As investigações apontam que executivos da empreiteira participaram de um jantar no Palácio do Jaburu, em 2014, para acertar o repasse de R$ 10 milhões ao MDB. Do total, R$ 1,4 milhão teria sido entregue a Temer por meio do coronel Lima. O restante teria sido distribuído para outros integrantes do partido.
A PF acredita que os funcionários da corretora e o coronel utilizavam códigos em seus diálogos para se referirem às entregas de propina. No primeiro deles, o entregador de dinheiro fala sobre uma “encomenda”. Em outro, Lima reclama que o valor das “atas” estava abaixo do previsto.

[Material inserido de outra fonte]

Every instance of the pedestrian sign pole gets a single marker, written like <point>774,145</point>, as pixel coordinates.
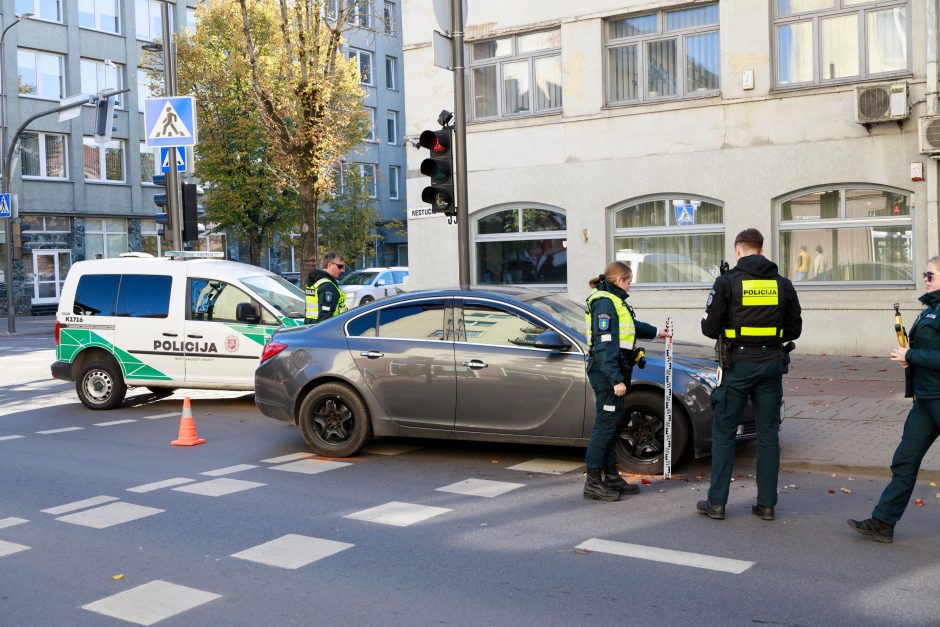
<point>667,414</point>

Procurado por ‘O Globo’, o Palácio do Planalto disse que “não comentaria interpretações que não se baseiam em fatos; são apenas fantasias”.
Veja a transcrição dos diálogos dos áudios aos quais o site ‘O Globo’ publicou nesta segunda–feira (10):
19 de março de 2014, às 10h25 – Edimar Moreira Dantas, funcionário da Hoya Corretora de Valores, questiona se o coronel Lima está no local combinado para entrega do dinheiro:
JOÃO – Alô?
EDIMAR – Seu João?
JOÃO – Ele mesmo.
EDIMAR – Meu pessoal tá ai … o senhor já tá no local da … aquela encomenda?
JOÃO – Não! Eu tô fora. Não… nós não falamos antes. Eu tô ai com uns compromissos agora. Eu só vou estar lá na minha base por volta das 14h30. Como é que o senhor vê ai? Dá pra passar às 14:30?
EDIMAR – Eu vou ver aqui e retorno. O senhor tá longe de lá, né?
JOÃO – Estou longe. Eu tô aqui pro lado de Santo Amaro, viu? E … ai com um compromisso que eu não posso deixar de atender, viu? Então 14h30, 15 horas é que eu tô chegando lá na minha base.
EDIMAR – Então vou ver se consigo marcar para as 15 horas. Qualquer coisa…
JOÃO – O senhor faz o favor, me dá uma ligada, tá bom?
EDIMAR – Tá bom, tchau!
JOÃO – Obrigado!
19 de março de 2014, às 11h37 – Coronel Lima e Márcio José Freira do Amaral, funcionário da Hoya Corretora de Valores, combinam um novo horário para entrega do dinheiro:
JOÃO – Alô?
MÁRCIO – Senhor João?
JOÃO – Ele mesmo!
MÁRCIO – Ah, sim! Bom dia!
JOÃO- Tudo bem!
MÁRCIO – Bem. Hoje então aquela reunião foi adiada, né? Vai ser entre 3 e 5 horas. Das 15 às 17 .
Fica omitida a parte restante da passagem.